Arslan Alptekin Bey ile yaptığımız onlarca sohbette mutlaka bir şekilde söz Mehmet Emin Buğra Bey’e gelir, Buğra beyin alicenaplığını, yardımseverliğini, hoşgörüsünü anlata anlata bitiremezdi. Benim tanıdığım Arslan Alptekin de alicenaptı, hoşgörülü, şefkatli, yardımsever bir insandı ve yine muhtemelen bu hasletlerinin birçoğunu “Dadası Hazretim” Mehmet Emin Buğra Beyden almıştı.

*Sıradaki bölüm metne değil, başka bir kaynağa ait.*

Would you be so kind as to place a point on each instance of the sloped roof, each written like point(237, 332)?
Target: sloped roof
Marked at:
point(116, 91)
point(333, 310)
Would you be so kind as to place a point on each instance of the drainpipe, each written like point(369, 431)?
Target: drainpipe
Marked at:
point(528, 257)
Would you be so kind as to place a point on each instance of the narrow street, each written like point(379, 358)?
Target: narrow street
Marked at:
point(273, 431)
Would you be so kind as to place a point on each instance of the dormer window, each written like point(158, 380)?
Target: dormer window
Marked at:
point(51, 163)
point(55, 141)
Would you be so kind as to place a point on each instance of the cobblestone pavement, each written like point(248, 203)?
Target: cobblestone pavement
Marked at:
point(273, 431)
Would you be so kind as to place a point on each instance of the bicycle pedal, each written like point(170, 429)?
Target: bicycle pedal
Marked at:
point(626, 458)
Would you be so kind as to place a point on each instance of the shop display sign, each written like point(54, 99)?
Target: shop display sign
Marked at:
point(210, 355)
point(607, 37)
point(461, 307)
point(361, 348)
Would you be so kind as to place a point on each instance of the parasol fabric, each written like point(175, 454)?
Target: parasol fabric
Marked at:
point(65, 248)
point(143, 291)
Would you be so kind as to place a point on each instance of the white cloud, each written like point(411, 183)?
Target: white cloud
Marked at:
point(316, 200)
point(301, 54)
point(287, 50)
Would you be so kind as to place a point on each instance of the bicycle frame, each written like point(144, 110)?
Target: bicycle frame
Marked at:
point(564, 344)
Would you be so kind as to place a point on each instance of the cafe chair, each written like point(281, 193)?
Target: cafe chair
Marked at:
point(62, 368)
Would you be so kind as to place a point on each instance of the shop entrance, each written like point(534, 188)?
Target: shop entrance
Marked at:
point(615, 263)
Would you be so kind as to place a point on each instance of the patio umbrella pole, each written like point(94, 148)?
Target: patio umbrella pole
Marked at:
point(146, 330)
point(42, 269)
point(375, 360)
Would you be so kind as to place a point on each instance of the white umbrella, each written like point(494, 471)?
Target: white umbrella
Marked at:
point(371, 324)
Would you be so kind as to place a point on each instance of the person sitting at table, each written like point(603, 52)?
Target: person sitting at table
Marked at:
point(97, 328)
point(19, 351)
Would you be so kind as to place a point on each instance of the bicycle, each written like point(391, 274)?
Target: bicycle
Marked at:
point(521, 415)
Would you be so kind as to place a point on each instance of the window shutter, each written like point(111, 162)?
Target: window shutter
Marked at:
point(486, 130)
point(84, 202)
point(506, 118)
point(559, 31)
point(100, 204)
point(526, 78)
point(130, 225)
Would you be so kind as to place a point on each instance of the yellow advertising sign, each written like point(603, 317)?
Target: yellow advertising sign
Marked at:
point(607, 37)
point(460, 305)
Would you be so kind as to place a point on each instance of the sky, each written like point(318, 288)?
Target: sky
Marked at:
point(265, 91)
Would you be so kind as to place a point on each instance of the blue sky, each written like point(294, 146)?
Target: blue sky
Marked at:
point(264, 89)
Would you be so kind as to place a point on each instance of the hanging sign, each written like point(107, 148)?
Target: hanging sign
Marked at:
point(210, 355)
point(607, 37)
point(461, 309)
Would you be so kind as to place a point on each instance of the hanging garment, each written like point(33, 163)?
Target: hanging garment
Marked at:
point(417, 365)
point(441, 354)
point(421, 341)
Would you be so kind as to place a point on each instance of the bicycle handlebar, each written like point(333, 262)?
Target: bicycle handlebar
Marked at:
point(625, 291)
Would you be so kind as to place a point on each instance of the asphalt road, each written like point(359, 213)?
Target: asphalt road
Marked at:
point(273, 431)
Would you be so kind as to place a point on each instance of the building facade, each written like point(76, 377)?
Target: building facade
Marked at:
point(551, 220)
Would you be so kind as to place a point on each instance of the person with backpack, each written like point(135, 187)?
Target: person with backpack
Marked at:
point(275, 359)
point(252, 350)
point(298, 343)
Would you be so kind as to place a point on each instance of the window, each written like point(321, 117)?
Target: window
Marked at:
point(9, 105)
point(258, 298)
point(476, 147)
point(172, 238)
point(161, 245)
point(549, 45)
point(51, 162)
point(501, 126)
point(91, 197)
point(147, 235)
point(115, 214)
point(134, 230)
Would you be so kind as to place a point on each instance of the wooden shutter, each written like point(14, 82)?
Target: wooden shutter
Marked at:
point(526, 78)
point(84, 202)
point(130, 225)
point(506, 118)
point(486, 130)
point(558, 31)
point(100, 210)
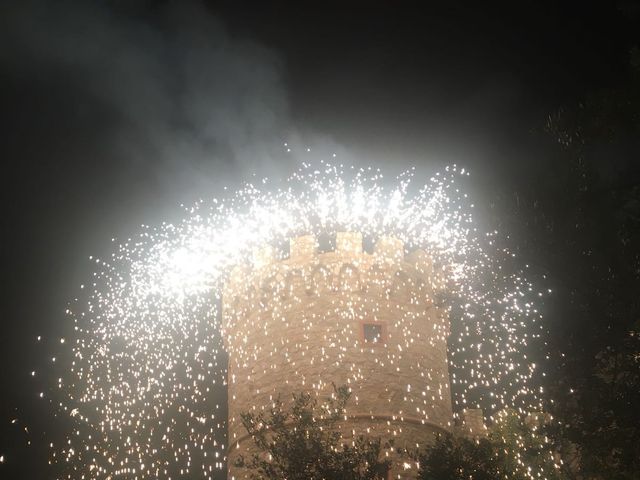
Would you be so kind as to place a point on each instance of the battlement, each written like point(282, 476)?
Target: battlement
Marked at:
point(347, 268)
point(343, 310)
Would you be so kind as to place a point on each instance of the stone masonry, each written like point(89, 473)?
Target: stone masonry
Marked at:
point(367, 320)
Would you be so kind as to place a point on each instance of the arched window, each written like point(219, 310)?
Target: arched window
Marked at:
point(349, 278)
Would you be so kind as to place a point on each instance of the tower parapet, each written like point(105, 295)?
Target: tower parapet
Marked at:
point(366, 320)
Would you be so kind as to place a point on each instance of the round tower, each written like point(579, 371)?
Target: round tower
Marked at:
point(370, 321)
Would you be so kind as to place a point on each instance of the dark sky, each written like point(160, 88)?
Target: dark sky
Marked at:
point(114, 112)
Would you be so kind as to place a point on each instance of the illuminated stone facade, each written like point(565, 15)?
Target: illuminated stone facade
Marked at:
point(368, 320)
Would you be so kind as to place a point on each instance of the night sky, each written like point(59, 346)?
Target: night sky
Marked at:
point(113, 113)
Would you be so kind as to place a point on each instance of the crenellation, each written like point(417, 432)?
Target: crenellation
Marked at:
point(299, 323)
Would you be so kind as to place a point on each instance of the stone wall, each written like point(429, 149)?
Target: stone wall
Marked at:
point(298, 324)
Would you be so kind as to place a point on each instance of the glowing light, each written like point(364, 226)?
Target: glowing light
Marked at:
point(144, 369)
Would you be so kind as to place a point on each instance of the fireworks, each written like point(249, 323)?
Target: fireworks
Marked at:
point(144, 380)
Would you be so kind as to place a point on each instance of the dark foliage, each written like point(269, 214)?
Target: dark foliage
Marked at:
point(301, 442)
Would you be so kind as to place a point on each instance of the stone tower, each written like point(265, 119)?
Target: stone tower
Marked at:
point(367, 320)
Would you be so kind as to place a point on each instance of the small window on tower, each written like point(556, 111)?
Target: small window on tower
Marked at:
point(373, 332)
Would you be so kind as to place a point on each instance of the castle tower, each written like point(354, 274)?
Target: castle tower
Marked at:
point(367, 320)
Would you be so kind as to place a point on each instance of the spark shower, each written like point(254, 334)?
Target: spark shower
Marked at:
point(142, 377)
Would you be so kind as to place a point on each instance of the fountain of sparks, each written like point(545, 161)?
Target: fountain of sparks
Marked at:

Doğu Türkistan’ın maddi durumu iyi ailelerinde biri olan Mehmet Emin Buğra bey, vatan millet davasına harcadığı ama zaman gelip esaretten gurbete çıkmanın zorluklarıyla giyecek ayakkabısının olmadığı dönemlerde de vatan millet davasını vicdani, dini, milli ve insani bir vazife addedip, ömrünün sonuna kadar bütün zorluklara rağmen bunlardan taviz vermemiş büyük bir dava adamı, yine büyük bir gönül insanıydı.

  

Buğra beyin hayatının birçok noktasının benzerini yaşamış Arslan Alptekin’de de ben aynı hasletleri bizzat gördüm ve yaşadım. Cebindeki son parasını ihtiyacı olduğunu söyleyen bir Doğu Türkistanlı öğrenciye, eve nasıl giderimi düşünmeden, çıkarıp verecek kadar gönlü zengin bir insandı. Hızır gibi bir adam olduğuna yaşanmış birkaç tecrübemle şahit olmuşumdur.

"Hazretim Dada" Mehmet Emin Buğra, bir 14 Haziran gecesi, Buğra Bey’in dava ve kader arkadaşı İsa Yusuf Alptekin’in evladı Arslan Alptekin yine bir 19 Haziran günü hayata gözlerini yumup ebedi âleme göç ettiler. Haziran’ın 3. haftasında iki dava ve gönül insanının vefat yıldönümleri. Yüce Mevla gani gani rahmet etsin. İsimleri vâr oldukça, hasletleri de vâr olacaktır. Bize düşen "unutmanın tükenmek olduğunu hatırdan çıkarmadan" bu iki mümtaz şahsiyetin aziz hatıralarını saygı ile anmak, gelecek nesillerin unutmaması için hatırlamak/hatırlatmak olsa gerek.

Mehmet Emin Buğra beyi 55, Arslan Alptekin beyi 9. vefat yıldönümlerinde saygı ve özlemle yâd, mekanlarının Cennet olmasını temenni, ibretlik hayatlarını örnek alacak nice nesiller yetişmesini ümit ediyorum.